O provedor da instituição, João Matias, explicou que os idosos começaram a regressar ao lar na segunda-feira, depois de terem estado distribuídos por várias estruturas do concelho durante o período de encerramento.
“Atualmente são cerca de 70 utentes”, revelou o responsável, lembrando que alguns idosos acabaram por falecer ao longo dos nove meses em que a estrutura esteve inativa.

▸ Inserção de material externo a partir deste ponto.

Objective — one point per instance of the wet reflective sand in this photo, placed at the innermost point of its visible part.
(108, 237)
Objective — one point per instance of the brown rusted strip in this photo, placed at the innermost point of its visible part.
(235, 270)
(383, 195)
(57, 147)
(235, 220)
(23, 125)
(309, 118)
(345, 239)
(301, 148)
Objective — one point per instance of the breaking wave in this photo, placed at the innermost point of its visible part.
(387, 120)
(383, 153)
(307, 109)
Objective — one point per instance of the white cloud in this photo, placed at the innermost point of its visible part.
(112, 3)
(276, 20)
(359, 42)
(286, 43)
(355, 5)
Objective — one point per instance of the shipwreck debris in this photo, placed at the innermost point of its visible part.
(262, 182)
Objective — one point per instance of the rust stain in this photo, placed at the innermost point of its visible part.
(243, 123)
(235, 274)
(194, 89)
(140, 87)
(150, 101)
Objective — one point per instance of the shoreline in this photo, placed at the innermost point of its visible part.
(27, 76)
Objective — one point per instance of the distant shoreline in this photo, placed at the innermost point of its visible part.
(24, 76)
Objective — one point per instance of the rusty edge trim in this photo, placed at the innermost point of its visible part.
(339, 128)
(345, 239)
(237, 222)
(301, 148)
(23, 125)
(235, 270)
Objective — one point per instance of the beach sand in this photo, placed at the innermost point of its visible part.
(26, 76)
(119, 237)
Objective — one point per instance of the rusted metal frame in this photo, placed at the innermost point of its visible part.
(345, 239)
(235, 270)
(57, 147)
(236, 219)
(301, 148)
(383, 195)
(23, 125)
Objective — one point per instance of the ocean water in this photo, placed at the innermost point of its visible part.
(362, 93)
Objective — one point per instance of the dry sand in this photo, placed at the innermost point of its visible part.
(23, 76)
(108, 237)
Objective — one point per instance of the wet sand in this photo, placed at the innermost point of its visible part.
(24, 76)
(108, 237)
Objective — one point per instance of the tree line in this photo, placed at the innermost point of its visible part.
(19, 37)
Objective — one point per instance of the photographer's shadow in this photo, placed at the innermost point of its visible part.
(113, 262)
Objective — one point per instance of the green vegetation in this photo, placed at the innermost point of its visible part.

As obras de requalificação, inicialmente previstas para estarem concluídas até ao final do ano passado, só terminaram em março, devido a atrasos nos procedimentos concursais e a constrangimentos no fornecimento de materiais essenciais.
“Essa história das obras e dos concursos demora sempre muito. Além disso, a intempérie que atingiu o centro do país atrasou-nos bastante, porque uma empresa dessa região tinha de fornecer portas corta-fogo especiais, o que acabou por comprometer todo o calendário”, explicou João Matias.
Apesar de concluída a intervenção física no edifício, a reabertura dependia ainda da validação das medidas de autoproteção e das respetivas inspeções da Proteção Civil e da Segurança Social.
Segundo o provedor, ambas as entidades deram autorização para o regresso dos utentes, embora a inspeção definitiva da Proteção Civil venha a ser realizada já com o lar em funcionamento.
“A Proteção Civil entendeu que faria mais sentido avaliar as condições reais de segurança com a instituição em pleno funcionamento”, referiu.
As obras de recuperação e a aquisição de novos equipamentos, incluindo camas, ultrapassaram os 300 mil euros, montante suportado integralmente pela Misericórdia. A instituição espera, contudo, recuperar parte desse investimento através dos seguros, embora o processo dependa da conclusão da investigação conduzida pelo Ministério Público.
“Os seguros só irão decidir o que fazer quando o processo de investigação estiver concluído”, afirmou João Matias.
A Misericórdia pretende ainda avançar com novas intervenções no edifício, nomeadamente a instalação de uma vedação exterior e a resolução de infiltrações detetadas no espaço.
O incêndio ocorreu em agosto do ano passado, quando o lar Bom Samaritano acolhia 89 utentes. As autoridades apontaram, na altura, para um alegado curto-circuito num colchão anti-escaras como origem das chamas. Seis idosos morreram no próprio dia e uma sétima vítima acabaria por falecer posteriormente.
A investigação passou para a alçada da Polícia Judiciária e do Ministério Público, mantendo-se ainda em curso. Segundo o provedor, várias pessoas já foram ouvidas, mas a instituição continua sem informações oficiais sobre o ponto de situação do processo.